Chevron CEO says oil market underpricing Hormuz closure impact
Investing.com -- The oil futures market has not fully accounted for the supply disruption caused by the closure of the Strait of Hormuz, Chevron CEO Mike Wirth said Monday.
Wirth told attendees at S&P Global's CERAWeek conference in Houston, Texas, that physical oil supply is tighter than futures contracts indicate.
"There are very real, physical manifestations of the closure of the Strait of Hormuz that are working their way around the world and through the system that I don't think are fully priced into the futures curves on oil," Wirth said.
The U.S. oil contract for August delivery is trading around $80 per barrel, suggesting the market expects the disruption to ease in the coming weeks and months.
Wirth said the market is trading on scant information and perception. He added that substantial volumes of oil and gas are currently not flowing into the market.
"There really is a difference in terms of physical supply this time versus prior incidents," the Chevron CEO said.
About 20% of world oil supplies flowed through the Strait of Hormuz before the war started. The narrow sea route connects the Persian Gulf to the global market. Oil tanker traffic has basically come to a halt due to Iranian attacks on commercial shipping.
Gulf Arab producers have reduced output because they cannot export through the strait.

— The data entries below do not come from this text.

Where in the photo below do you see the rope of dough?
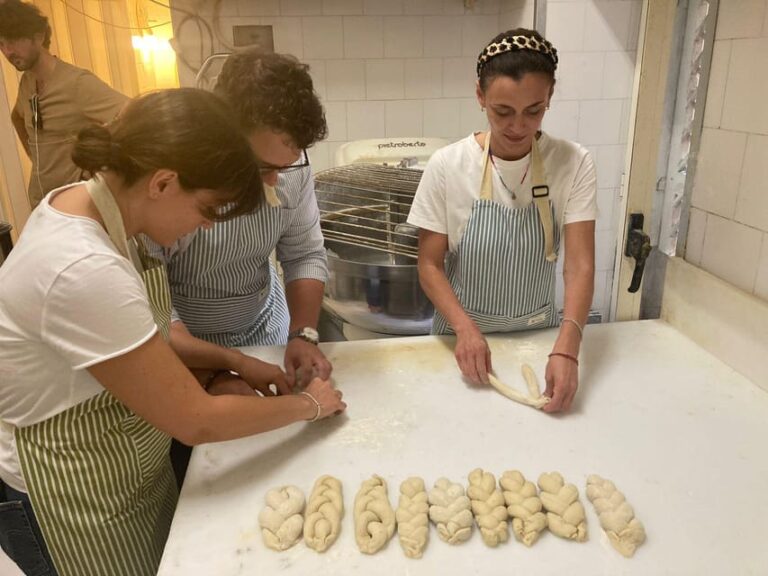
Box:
[354,474,395,554]
[587,474,645,558]
[467,468,509,548]
[259,486,304,551]
[395,476,429,558]
[488,364,550,410]
[539,472,587,542]
[304,475,344,552]
[499,470,547,546]
[429,478,472,544]
[522,364,541,399]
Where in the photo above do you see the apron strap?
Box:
[85,174,144,272]
[480,132,557,262]
[531,137,557,262]
[480,132,493,200]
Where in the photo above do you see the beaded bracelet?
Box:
[299,392,322,422]
[203,370,230,390]
[549,352,579,366]
[560,318,584,339]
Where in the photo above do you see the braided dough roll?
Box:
[499,470,547,546]
[587,474,645,558]
[259,486,304,551]
[467,468,509,547]
[395,476,429,558]
[354,474,395,554]
[304,475,344,552]
[539,472,587,542]
[429,478,472,544]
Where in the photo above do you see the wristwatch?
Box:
[288,326,320,345]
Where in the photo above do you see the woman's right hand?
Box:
[454,325,493,384]
[304,378,347,420]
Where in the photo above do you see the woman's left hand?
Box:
[285,338,333,388]
[543,356,579,412]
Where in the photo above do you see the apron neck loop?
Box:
[480,132,557,262]
[85,174,131,260]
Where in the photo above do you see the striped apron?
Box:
[15,177,178,576]
[432,133,560,334]
[168,192,290,348]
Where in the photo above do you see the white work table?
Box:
[159,321,768,576]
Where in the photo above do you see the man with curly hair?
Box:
[0,0,128,208]
[157,49,332,393]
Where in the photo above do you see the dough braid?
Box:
[355,474,395,554]
[539,472,587,542]
[429,478,472,544]
[304,476,344,552]
[499,470,547,546]
[395,476,429,558]
[467,468,509,547]
[587,474,645,558]
[259,486,304,550]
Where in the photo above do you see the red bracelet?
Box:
[549,352,579,366]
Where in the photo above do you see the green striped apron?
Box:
[16,177,178,576]
[432,133,560,334]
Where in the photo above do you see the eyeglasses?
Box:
[29,94,43,130]
[259,148,309,176]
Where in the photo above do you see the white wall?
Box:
[171,0,642,317]
[685,0,768,300]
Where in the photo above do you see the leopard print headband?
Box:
[477,36,558,78]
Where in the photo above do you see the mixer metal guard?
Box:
[315,164,433,334]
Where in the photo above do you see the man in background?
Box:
[0,0,128,209]
[160,49,332,391]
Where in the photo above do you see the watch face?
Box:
[299,327,320,342]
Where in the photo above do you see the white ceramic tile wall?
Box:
[172,0,642,320]
[755,234,768,300]
[692,128,747,218]
[685,0,768,300]
[701,214,764,292]
[704,40,731,128]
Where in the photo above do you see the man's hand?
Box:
[285,338,333,388]
[232,355,293,396]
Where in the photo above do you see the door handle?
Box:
[624,213,651,293]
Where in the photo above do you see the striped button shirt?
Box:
[145,167,328,346]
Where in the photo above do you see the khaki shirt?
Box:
[14,60,128,209]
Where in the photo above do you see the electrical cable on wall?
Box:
[59,0,171,32]
[149,0,218,74]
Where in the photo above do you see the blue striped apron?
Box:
[432,133,560,334]
[168,186,290,348]
[15,177,178,576]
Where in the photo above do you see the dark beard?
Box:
[11,52,40,72]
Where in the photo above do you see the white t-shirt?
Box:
[408,133,597,252]
[0,185,157,491]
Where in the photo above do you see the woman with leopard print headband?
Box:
[408,28,597,412]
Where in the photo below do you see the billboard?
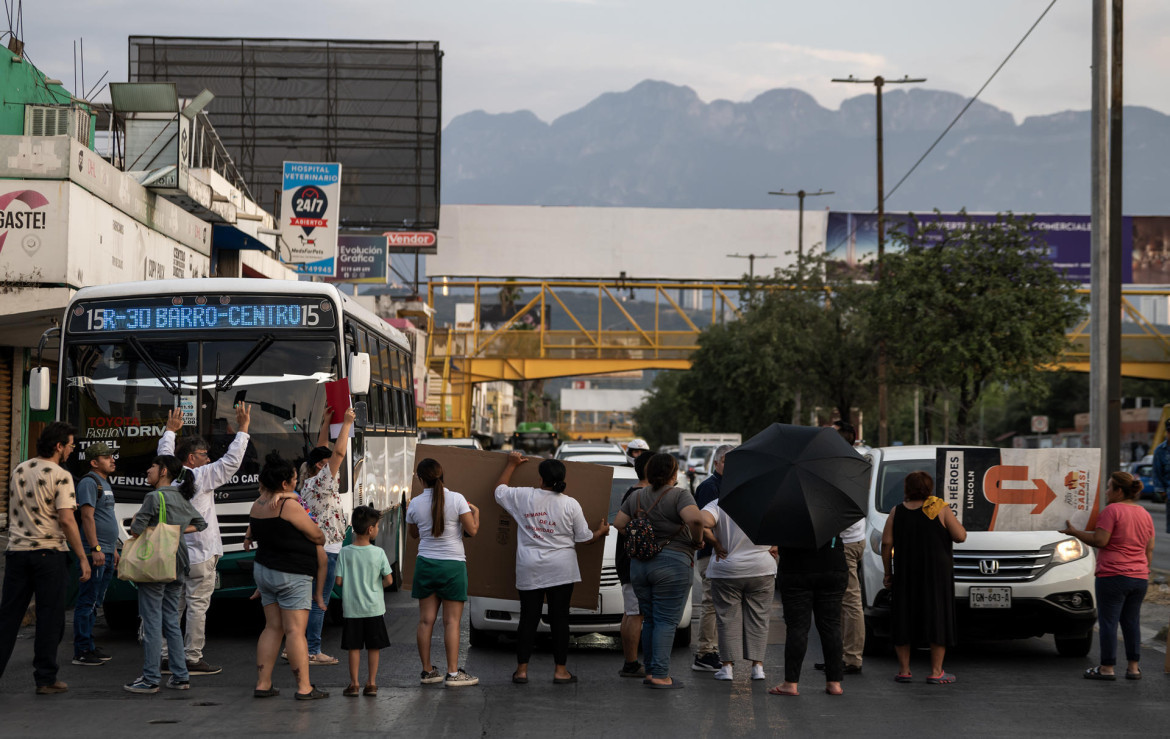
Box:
[129,32,442,230]
[825,212,1137,284]
[281,161,342,276]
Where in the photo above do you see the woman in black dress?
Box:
[881,471,966,685]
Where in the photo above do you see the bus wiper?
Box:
[126,336,181,395]
[215,333,276,393]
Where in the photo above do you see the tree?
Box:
[872,213,1085,443]
[634,251,875,437]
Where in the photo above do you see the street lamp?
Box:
[768,187,835,269]
[833,75,927,447]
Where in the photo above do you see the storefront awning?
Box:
[212,223,271,251]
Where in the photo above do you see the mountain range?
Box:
[441,81,1170,215]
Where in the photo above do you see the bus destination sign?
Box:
[68,296,337,333]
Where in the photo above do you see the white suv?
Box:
[467,467,691,647]
[861,447,1096,657]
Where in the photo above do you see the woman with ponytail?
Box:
[123,455,207,693]
[1060,472,1154,681]
[496,451,610,685]
[406,457,480,688]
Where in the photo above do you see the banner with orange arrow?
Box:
[935,447,1101,531]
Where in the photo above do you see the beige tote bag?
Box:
[118,491,183,582]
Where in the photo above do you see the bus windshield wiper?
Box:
[215,333,276,393]
[126,336,181,395]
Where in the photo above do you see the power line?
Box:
[826,0,1057,254]
[886,0,1057,200]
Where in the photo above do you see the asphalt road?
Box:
[0,579,1170,738]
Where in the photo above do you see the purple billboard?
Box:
[825,212,1132,284]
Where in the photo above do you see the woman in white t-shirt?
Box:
[700,500,777,681]
[496,451,610,685]
[406,457,480,688]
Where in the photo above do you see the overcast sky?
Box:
[18,0,1170,123]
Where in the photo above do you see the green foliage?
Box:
[870,214,1085,442]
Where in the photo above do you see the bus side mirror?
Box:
[28,367,53,410]
[349,352,370,395]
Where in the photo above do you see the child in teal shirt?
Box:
[337,505,394,698]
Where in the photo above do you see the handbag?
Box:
[118,491,183,582]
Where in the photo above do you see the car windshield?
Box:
[608,477,638,522]
[62,337,338,500]
[878,460,935,513]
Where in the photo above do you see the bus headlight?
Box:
[1052,539,1088,565]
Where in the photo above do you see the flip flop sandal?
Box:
[296,685,329,700]
[1082,667,1117,681]
[645,676,682,690]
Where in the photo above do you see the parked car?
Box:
[1128,454,1166,503]
[861,447,1096,657]
[467,467,691,647]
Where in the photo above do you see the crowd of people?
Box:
[0,416,1155,700]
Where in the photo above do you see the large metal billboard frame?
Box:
[128,36,442,230]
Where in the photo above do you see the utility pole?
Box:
[727,254,776,282]
[1089,0,1122,477]
[833,75,927,447]
[768,188,837,269]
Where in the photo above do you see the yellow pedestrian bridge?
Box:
[419,279,1170,436]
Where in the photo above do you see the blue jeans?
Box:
[629,550,695,678]
[138,579,188,685]
[304,552,337,655]
[1096,575,1149,665]
[74,556,113,657]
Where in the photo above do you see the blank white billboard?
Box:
[427,206,827,281]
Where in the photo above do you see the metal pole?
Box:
[1089,0,1110,475]
[1102,0,1124,475]
[874,76,889,447]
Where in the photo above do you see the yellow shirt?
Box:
[8,457,77,552]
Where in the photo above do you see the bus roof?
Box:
[70,277,411,350]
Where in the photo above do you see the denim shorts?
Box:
[252,562,312,610]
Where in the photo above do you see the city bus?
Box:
[29,278,418,626]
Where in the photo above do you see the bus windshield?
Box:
[62,334,339,502]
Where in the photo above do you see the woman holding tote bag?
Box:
[123,455,207,693]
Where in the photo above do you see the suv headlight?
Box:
[1052,539,1089,565]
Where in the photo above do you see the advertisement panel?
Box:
[825,212,1132,284]
[935,447,1101,531]
[325,234,387,285]
[281,161,342,276]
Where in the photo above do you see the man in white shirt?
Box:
[158,403,252,675]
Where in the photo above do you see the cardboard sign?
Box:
[402,443,613,609]
[935,448,1101,531]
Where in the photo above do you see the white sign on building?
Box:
[281,161,342,277]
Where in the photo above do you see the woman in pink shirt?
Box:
[1061,472,1154,681]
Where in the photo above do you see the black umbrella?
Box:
[720,423,872,548]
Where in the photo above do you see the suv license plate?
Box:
[968,588,1012,608]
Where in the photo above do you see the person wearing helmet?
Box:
[626,438,651,464]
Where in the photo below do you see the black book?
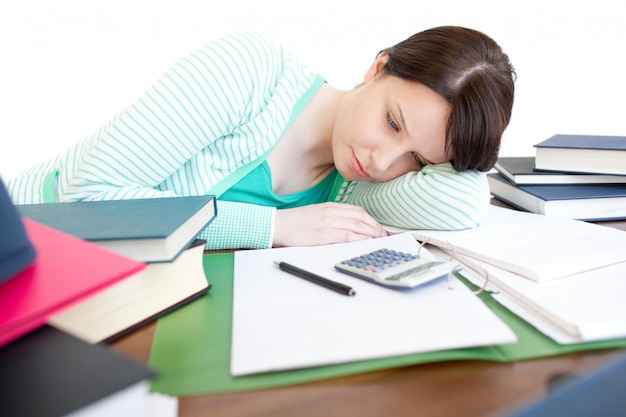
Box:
[0,326,161,417]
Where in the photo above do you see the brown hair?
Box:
[383,26,515,172]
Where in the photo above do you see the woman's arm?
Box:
[58,34,281,201]
[338,163,490,230]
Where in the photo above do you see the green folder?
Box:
[149,253,626,396]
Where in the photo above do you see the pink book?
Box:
[0,218,146,346]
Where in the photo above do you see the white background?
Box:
[0,0,626,180]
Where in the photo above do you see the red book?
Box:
[0,219,146,346]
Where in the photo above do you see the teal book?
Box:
[16,195,217,262]
[535,135,626,175]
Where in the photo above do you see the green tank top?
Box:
[219,161,337,209]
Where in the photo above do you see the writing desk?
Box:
[110,200,626,417]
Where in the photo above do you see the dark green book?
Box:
[16,195,217,262]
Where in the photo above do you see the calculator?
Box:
[335,248,459,289]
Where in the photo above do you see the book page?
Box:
[385,206,626,282]
[231,234,517,376]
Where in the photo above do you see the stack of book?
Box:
[487,135,626,221]
[16,195,217,343]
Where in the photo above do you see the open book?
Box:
[446,249,626,344]
[382,206,626,344]
[385,206,626,282]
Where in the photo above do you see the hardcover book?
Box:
[48,240,211,343]
[16,195,217,262]
[0,219,145,346]
[487,173,626,221]
[495,156,626,185]
[0,326,173,417]
[535,135,626,175]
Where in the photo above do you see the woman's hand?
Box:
[273,203,387,247]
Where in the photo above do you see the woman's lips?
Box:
[352,151,370,178]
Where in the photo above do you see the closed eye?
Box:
[411,152,428,169]
[385,112,400,132]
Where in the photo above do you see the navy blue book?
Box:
[487,173,626,221]
[16,195,217,262]
[535,135,626,175]
[0,180,36,283]
[494,156,626,184]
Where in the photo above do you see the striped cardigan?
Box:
[7,32,489,249]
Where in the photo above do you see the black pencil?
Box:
[274,261,356,295]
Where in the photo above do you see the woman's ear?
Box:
[364,51,389,83]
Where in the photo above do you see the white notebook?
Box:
[231,233,516,376]
[386,206,626,282]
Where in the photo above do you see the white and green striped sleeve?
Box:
[338,163,490,230]
[58,33,282,201]
[198,200,276,250]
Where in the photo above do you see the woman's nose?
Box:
[372,145,404,173]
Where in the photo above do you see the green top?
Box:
[220,161,337,209]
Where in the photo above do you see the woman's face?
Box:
[333,59,451,182]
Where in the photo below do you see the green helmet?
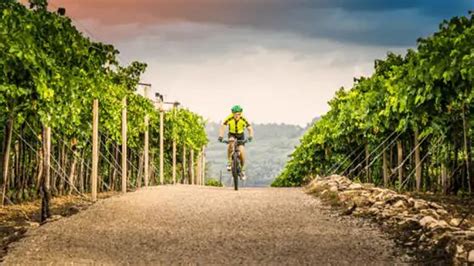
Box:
[231,105,243,113]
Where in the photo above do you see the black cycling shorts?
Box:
[228,133,245,146]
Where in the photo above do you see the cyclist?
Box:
[218,105,253,180]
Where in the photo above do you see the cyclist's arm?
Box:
[247,125,253,138]
[219,123,227,137]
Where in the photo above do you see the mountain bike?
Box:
[222,139,247,190]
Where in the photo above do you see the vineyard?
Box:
[272,12,474,194]
[0,0,208,218]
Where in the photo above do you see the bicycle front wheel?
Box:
[232,155,242,190]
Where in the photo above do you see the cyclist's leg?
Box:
[239,145,245,169]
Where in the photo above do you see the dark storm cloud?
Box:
[56,0,474,46]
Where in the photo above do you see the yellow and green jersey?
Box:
[223,115,250,134]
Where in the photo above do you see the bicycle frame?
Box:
[223,139,247,190]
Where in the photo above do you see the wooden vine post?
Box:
[189,149,194,185]
[40,126,51,222]
[201,146,206,186]
[91,99,99,201]
[159,101,165,185]
[143,85,150,187]
[122,97,127,193]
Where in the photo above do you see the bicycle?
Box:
[222,139,248,190]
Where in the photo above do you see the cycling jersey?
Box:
[224,115,250,134]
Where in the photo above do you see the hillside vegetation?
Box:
[272,12,474,193]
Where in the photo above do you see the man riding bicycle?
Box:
[218,105,253,180]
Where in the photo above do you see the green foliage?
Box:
[272,11,474,191]
[0,0,207,193]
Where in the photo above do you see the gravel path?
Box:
[4,185,399,265]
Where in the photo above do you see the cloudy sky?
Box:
[50,0,474,125]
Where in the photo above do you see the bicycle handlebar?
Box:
[222,139,249,144]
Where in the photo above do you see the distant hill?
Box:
[206,122,305,186]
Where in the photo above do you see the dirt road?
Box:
[4,185,399,265]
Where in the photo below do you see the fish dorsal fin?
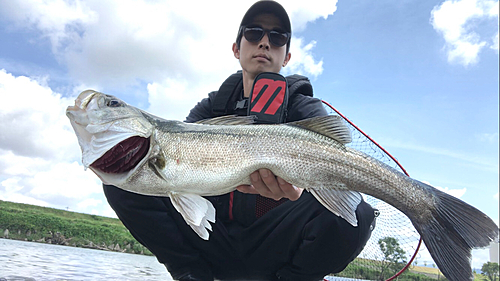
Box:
[195,115,255,125]
[308,189,361,227]
[169,192,215,240]
[288,115,352,144]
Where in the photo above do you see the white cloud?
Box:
[0,0,336,88]
[0,70,78,160]
[435,186,467,198]
[0,70,102,214]
[430,0,498,66]
[0,0,336,216]
[283,38,323,77]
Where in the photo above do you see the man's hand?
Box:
[236,169,303,201]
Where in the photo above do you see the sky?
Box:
[0,0,499,268]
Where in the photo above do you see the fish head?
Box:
[66,90,154,175]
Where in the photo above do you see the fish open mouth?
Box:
[90,136,150,174]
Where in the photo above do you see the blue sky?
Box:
[0,0,499,270]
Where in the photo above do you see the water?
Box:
[0,239,172,281]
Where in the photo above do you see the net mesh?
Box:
[324,102,420,280]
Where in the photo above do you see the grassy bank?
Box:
[0,200,151,255]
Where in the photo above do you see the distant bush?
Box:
[0,200,152,255]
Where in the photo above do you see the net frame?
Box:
[322,100,422,281]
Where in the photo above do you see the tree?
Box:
[378,237,406,280]
[481,262,500,281]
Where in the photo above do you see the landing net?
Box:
[323,101,422,281]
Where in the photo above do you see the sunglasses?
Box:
[242,26,291,47]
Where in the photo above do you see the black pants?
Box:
[104,185,374,280]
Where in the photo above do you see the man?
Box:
[104,1,374,280]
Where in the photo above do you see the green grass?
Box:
[0,200,151,255]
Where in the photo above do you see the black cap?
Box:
[240,0,292,34]
[236,0,292,50]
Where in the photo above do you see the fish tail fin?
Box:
[415,183,499,281]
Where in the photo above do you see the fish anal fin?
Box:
[309,189,362,227]
[413,181,499,280]
[169,193,215,240]
[287,115,352,144]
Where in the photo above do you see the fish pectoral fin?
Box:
[309,189,362,226]
[169,193,215,240]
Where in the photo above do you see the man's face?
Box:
[233,14,290,78]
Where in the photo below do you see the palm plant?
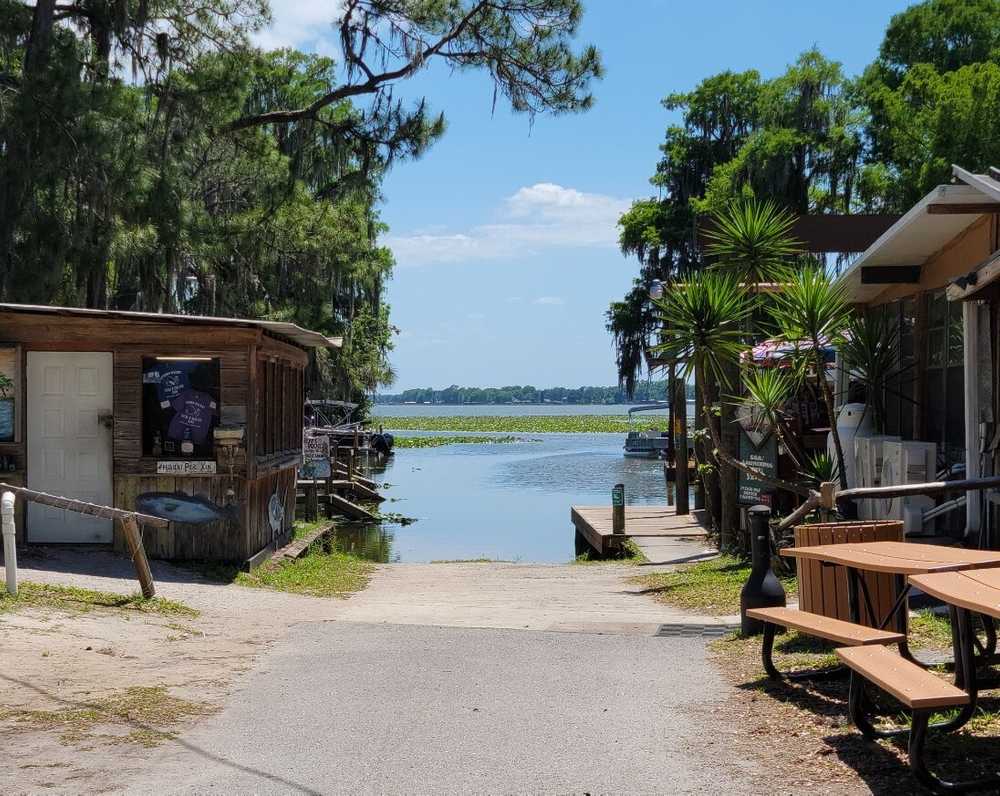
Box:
[839,313,902,434]
[705,200,801,285]
[653,271,809,497]
[772,264,851,489]
[734,367,805,468]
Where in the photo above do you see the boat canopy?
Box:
[628,401,670,415]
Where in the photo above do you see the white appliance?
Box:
[826,404,872,489]
[854,434,900,520]
[884,440,937,530]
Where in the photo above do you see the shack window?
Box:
[257,359,305,456]
[924,291,965,465]
[142,356,220,458]
[0,345,21,442]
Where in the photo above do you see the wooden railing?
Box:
[0,483,164,597]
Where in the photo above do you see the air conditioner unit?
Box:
[854,434,901,520]
[870,440,937,520]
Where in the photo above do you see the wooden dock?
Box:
[570,506,708,561]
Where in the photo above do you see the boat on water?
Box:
[625,401,670,459]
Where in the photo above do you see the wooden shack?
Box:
[0,304,340,562]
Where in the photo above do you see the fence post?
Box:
[0,492,17,597]
[122,516,156,598]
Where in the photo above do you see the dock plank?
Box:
[570,506,708,555]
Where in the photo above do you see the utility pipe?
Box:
[0,492,17,597]
[962,301,981,536]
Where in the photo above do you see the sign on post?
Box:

Iranian missile and drone attacks have also damaged energy infrastructure in the Middle East. Some governments are imposing policies to hold stocks domestically and reduce exports, Wirth said.
Wirth said it will take time to rebuild inventories even if the Strait reopens. He added that uncertainty remains about how quickly production can return online.
Oil prices fell 9% on Monday after President Donald Trump told CNBC that he is very intent on making a deal with Iran. Trump postponed strikes on Iran's power plants for five days after talks with Iran that he described as productive.